1. ¹Department of Pathology/Laboratory for Experimental Patho-Oncology, University Hospital of Rotterdam/Daniel, Josephine Nefkens Institute, Erasmus University Rotterdam, The Netherlands
2. ²Women's and Perinatal Pathology Division, Department of Pathology, Brigham and Women's Hospital and Harvard Medical School, Boston, Massachusetts

Correspondence: Dr. L. H. J. Looijenga, Department of Pathology/Laboratory for Experimental Patho-Oncology, University Hospital Rotterdam/Daniel, Josephine Nefkens Institute, Erasmus University Rotterdam, Building Be, Room 430b, PO Box 1738, 3000 DR Rotterdam, The Netherlands. E-mail: looijenga@leph.azr.nl

Received 24 September 2001.

Abstract

VASA is so far the only known gene in mammals whose expression is specific for the germ cell lineage. We investigated the presence of VASA mRNA and protein in a series of germ cell tumors of different histologic subtypes and anatomic location, as well as in nongerm cell tumors such as testicular lymphomas and Leydig cell tumors. We detected VASA mRNA (by quantitative RT-PCR) and protein (by immunohistochemical staining) in normal spermatogenesis, seminoma (both classic and spermatocytic), carcinoma in situ (the precursor of classic seminoma and nonseminoma), dysgerminoma, and gonadoblastoma.
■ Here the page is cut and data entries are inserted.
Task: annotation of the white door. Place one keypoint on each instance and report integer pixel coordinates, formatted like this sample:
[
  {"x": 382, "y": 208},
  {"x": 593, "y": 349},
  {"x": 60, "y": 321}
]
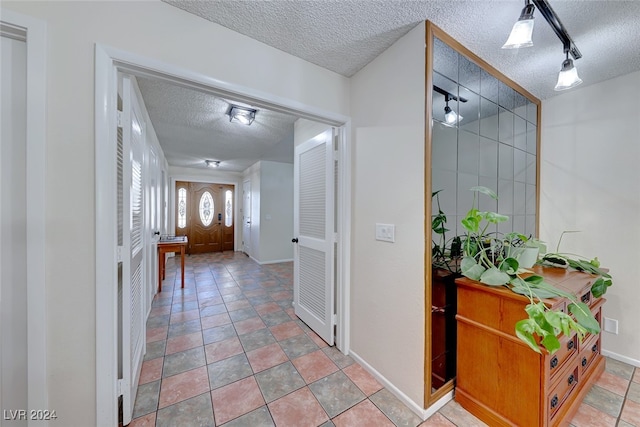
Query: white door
[
  {"x": 133, "y": 327},
  {"x": 246, "y": 217},
  {"x": 313, "y": 290},
  {"x": 14, "y": 225},
  {"x": 152, "y": 225}
]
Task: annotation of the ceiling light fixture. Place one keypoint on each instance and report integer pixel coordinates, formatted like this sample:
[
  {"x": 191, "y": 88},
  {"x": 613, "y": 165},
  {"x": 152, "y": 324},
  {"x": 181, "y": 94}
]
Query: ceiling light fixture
[
  {"x": 450, "y": 116},
  {"x": 243, "y": 115},
  {"x": 568, "y": 75},
  {"x": 522, "y": 30}
]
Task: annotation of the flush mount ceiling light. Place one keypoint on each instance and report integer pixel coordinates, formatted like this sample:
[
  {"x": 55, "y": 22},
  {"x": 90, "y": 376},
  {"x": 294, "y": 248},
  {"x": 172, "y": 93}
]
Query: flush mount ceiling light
[
  {"x": 568, "y": 77},
  {"x": 242, "y": 115},
  {"x": 450, "y": 116},
  {"x": 522, "y": 30}
]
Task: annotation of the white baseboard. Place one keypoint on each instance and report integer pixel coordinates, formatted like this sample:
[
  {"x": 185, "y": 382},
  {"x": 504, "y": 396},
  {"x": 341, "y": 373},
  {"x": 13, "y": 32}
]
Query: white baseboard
[
  {"x": 621, "y": 358},
  {"x": 274, "y": 261},
  {"x": 415, "y": 407}
]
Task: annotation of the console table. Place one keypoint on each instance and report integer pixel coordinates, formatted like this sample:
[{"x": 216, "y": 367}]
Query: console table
[
  {"x": 499, "y": 378},
  {"x": 170, "y": 244}
]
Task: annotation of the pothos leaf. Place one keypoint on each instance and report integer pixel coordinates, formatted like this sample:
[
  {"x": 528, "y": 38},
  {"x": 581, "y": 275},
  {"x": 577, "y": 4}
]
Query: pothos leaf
[
  {"x": 600, "y": 286},
  {"x": 469, "y": 268},
  {"x": 584, "y": 317},
  {"x": 524, "y": 330},
  {"x": 494, "y": 277}
]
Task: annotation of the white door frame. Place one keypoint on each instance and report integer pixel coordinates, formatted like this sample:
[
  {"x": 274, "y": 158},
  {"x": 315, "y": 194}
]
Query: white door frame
[
  {"x": 108, "y": 61},
  {"x": 37, "y": 388}
]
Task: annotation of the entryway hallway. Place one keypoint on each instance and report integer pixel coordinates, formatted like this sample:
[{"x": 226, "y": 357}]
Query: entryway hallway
[{"x": 229, "y": 350}]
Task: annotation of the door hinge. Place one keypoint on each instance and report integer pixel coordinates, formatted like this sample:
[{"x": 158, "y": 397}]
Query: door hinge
[{"x": 120, "y": 387}]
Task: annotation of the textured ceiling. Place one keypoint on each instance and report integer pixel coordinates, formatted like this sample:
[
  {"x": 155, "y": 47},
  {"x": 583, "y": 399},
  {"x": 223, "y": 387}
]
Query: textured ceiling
[
  {"x": 345, "y": 35},
  {"x": 192, "y": 127}
]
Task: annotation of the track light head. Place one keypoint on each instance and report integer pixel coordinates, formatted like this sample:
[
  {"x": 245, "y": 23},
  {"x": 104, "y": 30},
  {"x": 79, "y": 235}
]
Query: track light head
[{"x": 522, "y": 30}]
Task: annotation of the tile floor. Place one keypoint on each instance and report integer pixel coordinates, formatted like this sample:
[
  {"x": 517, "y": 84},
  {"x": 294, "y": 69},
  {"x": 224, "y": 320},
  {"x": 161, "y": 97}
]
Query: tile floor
[{"x": 228, "y": 350}]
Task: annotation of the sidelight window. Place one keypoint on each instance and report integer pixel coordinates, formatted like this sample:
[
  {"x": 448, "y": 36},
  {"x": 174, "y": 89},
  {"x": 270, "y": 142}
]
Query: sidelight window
[
  {"x": 182, "y": 208},
  {"x": 228, "y": 209},
  {"x": 206, "y": 209}
]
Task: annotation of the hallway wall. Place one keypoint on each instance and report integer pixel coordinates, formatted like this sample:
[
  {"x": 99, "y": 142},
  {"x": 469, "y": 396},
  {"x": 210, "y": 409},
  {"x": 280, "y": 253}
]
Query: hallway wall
[
  {"x": 589, "y": 182},
  {"x": 142, "y": 28}
]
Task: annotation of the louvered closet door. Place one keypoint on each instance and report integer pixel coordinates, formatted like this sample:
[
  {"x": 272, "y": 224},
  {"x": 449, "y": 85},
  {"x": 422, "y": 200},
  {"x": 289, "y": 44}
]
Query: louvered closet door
[
  {"x": 314, "y": 229},
  {"x": 133, "y": 327}
]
VASA immunostaining was relatively weak in seminomas and dysgerminomas compared with spermatocytic seminomas, despite similar mRNA levels, suggesting that VASA is regulated in part by post-transcriptional mechanisms. A higher staining intensity compared with the invasive counterparts was observed in the precursor lesions (ie, carcinoma in situ and gonadoblastoma). No VASA mRNA or protein was detectable in nonseminomatous germ cell tumors (such as embryonal carcinoma, teratoma, and yolk sac tumor) and derived cell lines, or nongerm cell tumors such as lymphoma or Leydig cell tumor. These results provide direct evidence that some germ cell tumors retain germ cell characteristics, whereas other tumors of germ cell origin result from differentiation and loss of germ cell identity. Furthermore, these findings suggest that VASA is likely to serve as a useful and highly specific biomarker for germ cell tumors, particularly classic and spermatocytic seminoma/dysgerminoma, including their precursor stages.